Cuando Parton no está frente al público, dice, la vida cotidiana de la pareja es "simple y sencilla". Viven en una casa en las afueras de Nashville que Parton hizo construir hace 33 años para parecerse a Tara de Lo que el viento se llevó, porque, ha dicho, cuando uno crece siendo pobre, eso es lo que uno piensa que la gente rica del sur haría. Cuando Parton está descansando, deja su maquillaje puesto pero se quita la peluca (su veradero pelo le da por los hombros), sube los pies, usa sudaderas y ropa térmica. "La llamo mi ropa de bebé", dice. Muy rara vez prende la radio o la televisión, en cambio prefiere leer un libro.
"Me veo tan artificial", dice, "pero siempre he sido la persona más sencilla del mundo". Ciertamente, para Parton el pasado está tangiblemente, cómodamente cerca. Está ahí frente a ella, en su música, en los bosques, aún en Dollywood (mitificado, es cierto, pero o creces usando ropa de costal o no). Cuando era una niña tenía una abuela inválida. La mayoría de sus hermanos no se quedaban mucho tiempo visitándola, pero Dolly sí, vaciando juiciosamente la bacinilla y lavando su caja de dientes. ¿Por qué? Porque tenía un catálogo de Sears, Roebuck y le fascinaba ordenar cosas para ella y para su nieta.
"Obtuve muchas cosas con ella", recuerda Parton. "Todavía me encantan los catálogos. ¿Conoces esos malditos catálogos de regalos en los aviones? Yo escojo veinte cosas que no necesito y todo se remonta a mi juventud porque quería todo lo que veía en el libro. Está en mi psiquis, creo". Las montañas la rodean y están dentro de ella, y lo que la sostenía a los siete años la sostiene a los 57: su familia, su tiempo con el Señor y la música. Puede haberse adaptado a los cambios sísmicos de la industria, pero a través de ellos se ha mantenido desafiantemente auténtica.
Siempre será, lo dice con alegría, "una basura blanca. Todavía como Velveeta (queso de untar)". Sí, claro. "¡Sí!", grazna. "¿Quieres que te muestre en mi apartamento de al lado? ¡Ayer por la mañana freí Spam (carne de diablo)!". Salta. "¡Ven y miras!". Sale apurada por un cuarto que guarda un equipo de gimnasia impecable. "¿Que si lo uso? Diablos, no", se burla. "Pero compro todo lo que sale al mercado". Dios mío, si camina rápido con esos tacones. ¿Cómo lo hace?

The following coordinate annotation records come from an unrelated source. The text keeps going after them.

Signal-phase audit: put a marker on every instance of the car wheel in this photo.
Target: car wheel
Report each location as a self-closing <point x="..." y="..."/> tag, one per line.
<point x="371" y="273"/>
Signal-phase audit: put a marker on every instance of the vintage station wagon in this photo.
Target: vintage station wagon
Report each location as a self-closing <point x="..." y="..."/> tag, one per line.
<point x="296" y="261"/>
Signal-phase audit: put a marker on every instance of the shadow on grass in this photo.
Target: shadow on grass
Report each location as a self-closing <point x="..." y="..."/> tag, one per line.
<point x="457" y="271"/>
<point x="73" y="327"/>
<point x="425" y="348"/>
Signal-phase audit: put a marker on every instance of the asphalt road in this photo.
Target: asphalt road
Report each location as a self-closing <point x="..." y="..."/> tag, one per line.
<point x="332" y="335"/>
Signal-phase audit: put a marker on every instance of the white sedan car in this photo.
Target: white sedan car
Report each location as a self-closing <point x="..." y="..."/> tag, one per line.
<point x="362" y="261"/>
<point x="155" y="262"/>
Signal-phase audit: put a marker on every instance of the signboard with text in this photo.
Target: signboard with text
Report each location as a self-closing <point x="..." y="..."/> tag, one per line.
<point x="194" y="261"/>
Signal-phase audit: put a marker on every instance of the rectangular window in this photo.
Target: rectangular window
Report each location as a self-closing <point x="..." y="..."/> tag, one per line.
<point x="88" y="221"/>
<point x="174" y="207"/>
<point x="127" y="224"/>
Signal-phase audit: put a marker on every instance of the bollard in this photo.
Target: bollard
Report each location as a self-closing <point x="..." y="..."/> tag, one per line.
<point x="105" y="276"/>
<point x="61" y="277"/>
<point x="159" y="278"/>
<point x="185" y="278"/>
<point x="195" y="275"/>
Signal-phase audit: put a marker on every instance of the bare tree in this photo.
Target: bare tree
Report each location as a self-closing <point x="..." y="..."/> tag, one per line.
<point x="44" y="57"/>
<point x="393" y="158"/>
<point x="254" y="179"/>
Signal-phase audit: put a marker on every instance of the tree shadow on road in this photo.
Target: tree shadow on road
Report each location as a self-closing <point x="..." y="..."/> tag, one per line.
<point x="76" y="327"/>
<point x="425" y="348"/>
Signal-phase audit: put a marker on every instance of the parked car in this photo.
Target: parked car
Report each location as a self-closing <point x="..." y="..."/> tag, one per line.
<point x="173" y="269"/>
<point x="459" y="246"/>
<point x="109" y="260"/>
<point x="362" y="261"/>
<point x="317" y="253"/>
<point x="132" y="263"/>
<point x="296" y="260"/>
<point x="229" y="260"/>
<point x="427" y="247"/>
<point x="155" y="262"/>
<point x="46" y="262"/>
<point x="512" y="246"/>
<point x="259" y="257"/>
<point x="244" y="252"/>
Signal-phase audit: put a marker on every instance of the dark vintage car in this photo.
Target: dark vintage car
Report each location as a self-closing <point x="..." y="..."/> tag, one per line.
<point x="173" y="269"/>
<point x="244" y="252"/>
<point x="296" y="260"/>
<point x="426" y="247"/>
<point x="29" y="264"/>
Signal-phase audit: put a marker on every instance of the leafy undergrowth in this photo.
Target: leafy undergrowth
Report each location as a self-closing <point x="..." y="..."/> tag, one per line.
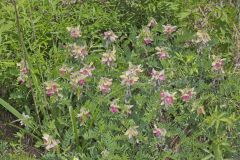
<point x="144" y="79"/>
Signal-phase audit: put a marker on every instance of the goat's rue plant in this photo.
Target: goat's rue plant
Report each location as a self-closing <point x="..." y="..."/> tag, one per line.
<point x="163" y="89"/>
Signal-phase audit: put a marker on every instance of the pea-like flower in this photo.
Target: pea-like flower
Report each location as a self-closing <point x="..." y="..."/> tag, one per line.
<point x="130" y="76"/>
<point x="132" y="132"/>
<point x="77" y="79"/>
<point x="49" y="142"/>
<point x="84" y="115"/>
<point x="148" y="41"/>
<point x="169" y="29"/>
<point x="158" y="75"/>
<point x="114" y="107"/>
<point x="52" y="88"/>
<point x="78" y="52"/>
<point x="202" y="37"/>
<point x="25" y="118"/>
<point x="64" y="70"/>
<point x="87" y="70"/>
<point x="152" y="23"/>
<point x="201" y="110"/>
<point x="162" y="53"/>
<point x="217" y="64"/>
<point x="187" y="94"/>
<point x="159" y="132"/>
<point x="105" y="85"/>
<point x="127" y="109"/>
<point x="109" y="57"/>
<point x="110" y="36"/>
<point x="74" y="32"/>
<point x="167" y="98"/>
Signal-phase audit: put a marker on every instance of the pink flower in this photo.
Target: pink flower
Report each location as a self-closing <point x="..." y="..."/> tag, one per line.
<point x="83" y="115"/>
<point x="114" y="108"/>
<point x="109" y="57"/>
<point x="87" y="70"/>
<point x="52" y="88"/>
<point x="65" y="70"/>
<point x="127" y="109"/>
<point x="159" y="132"/>
<point x="132" y="132"/>
<point x="77" y="79"/>
<point x="74" y="31"/>
<point x="78" y="52"/>
<point x="158" y="75"/>
<point x="187" y="94"/>
<point x="148" y="41"/>
<point x="130" y="76"/>
<point x="169" y="29"/>
<point x="49" y="142"/>
<point x="167" y="98"/>
<point x="105" y="84"/>
<point x="110" y="36"/>
<point x="162" y="53"/>
<point x="202" y="37"/>
<point x="152" y="23"/>
<point x="217" y="64"/>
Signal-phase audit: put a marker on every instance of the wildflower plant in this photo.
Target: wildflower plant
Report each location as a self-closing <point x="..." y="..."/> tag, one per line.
<point x="124" y="85"/>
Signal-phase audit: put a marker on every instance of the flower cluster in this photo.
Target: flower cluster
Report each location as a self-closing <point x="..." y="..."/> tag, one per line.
<point x="109" y="57"/>
<point x="25" y="118"/>
<point x="161" y="53"/>
<point x="217" y="64"/>
<point x="187" y="94"/>
<point x="105" y="85"/>
<point x="109" y="37"/>
<point x="167" y="98"/>
<point x="132" y="132"/>
<point x="74" y="32"/>
<point x="83" y="115"/>
<point x="169" y="29"/>
<point x="114" y="107"/>
<point x="159" y="132"/>
<point x="202" y="37"/>
<point x="49" y="142"/>
<point x="64" y="70"/>
<point x="23" y="69"/>
<point x="78" y="52"/>
<point x="131" y="76"/>
<point x="52" y="88"/>
<point x="152" y="23"/>
<point x="158" y="76"/>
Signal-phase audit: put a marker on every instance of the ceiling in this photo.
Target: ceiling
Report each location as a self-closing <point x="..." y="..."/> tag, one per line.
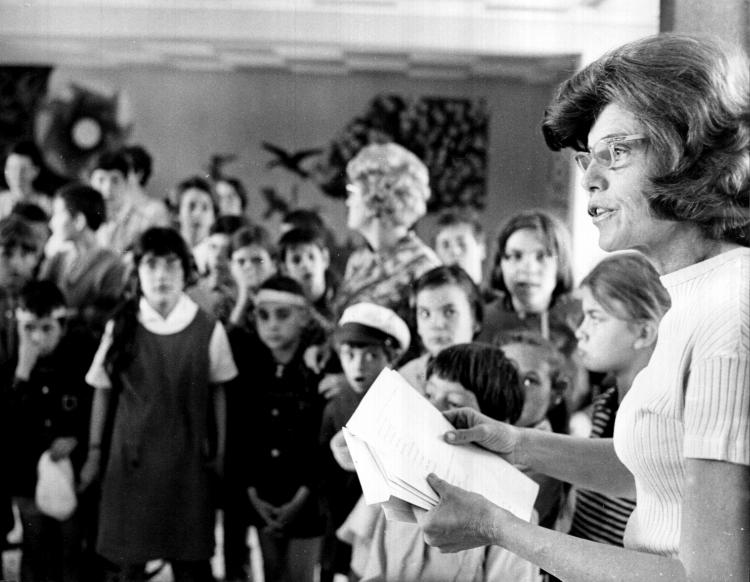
<point x="527" y="39"/>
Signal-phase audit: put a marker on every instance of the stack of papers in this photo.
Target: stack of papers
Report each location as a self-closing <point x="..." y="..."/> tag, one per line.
<point x="395" y="438"/>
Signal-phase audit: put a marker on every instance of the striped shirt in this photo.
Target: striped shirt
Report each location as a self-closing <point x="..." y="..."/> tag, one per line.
<point x="599" y="517"/>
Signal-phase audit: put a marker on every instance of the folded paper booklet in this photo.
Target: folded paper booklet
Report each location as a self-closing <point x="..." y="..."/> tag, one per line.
<point x="395" y="438"/>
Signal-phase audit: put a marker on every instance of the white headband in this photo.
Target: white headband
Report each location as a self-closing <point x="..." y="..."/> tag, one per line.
<point x="275" y="296"/>
<point x="24" y="315"/>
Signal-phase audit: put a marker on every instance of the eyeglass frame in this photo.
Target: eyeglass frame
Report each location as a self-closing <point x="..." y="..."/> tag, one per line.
<point x="611" y="143"/>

Abre la puerta de un pequeño apartamento junto al edificio. Percheros de ropa con lentejuelas se encuentran en el corredor, y hay una mesa de tocador repleta de lociones y pociones. Se encamina hacia la cocina, un lugar hogareño con imanes en la nevera y azulejos mexicanos en las paredes. "Mira", dice triunfante, abriendo de par en par las puertas de la despensa. Es magnífico: latas de carne desmechada y de Spam, hogazas de pan blanco, un ladrillo gigante de Velveeta. "Tengo que tener mi Spam", dice. "¡Y mira esto!". Es una jarra de cerámica en forma de cabeza de cerdo. Adentro hay una bolsita con grasa de tocino juiciosamente marcadas con una fecha. "La gente que viene a limpiar mi casa cada jueves tiene que freír tocino, entonces tengo grasa de tocino para cocinar. Tengo que tenerla en todas mis casas". Se ilumina. "¿Quieres un poco de Velveeta?". Serrucha una tajada naranja y la ofrece. "No me creías, ¿no?", dice. "Crecí con esas cosas y nunca las superé. Bueno, ¿cierto?".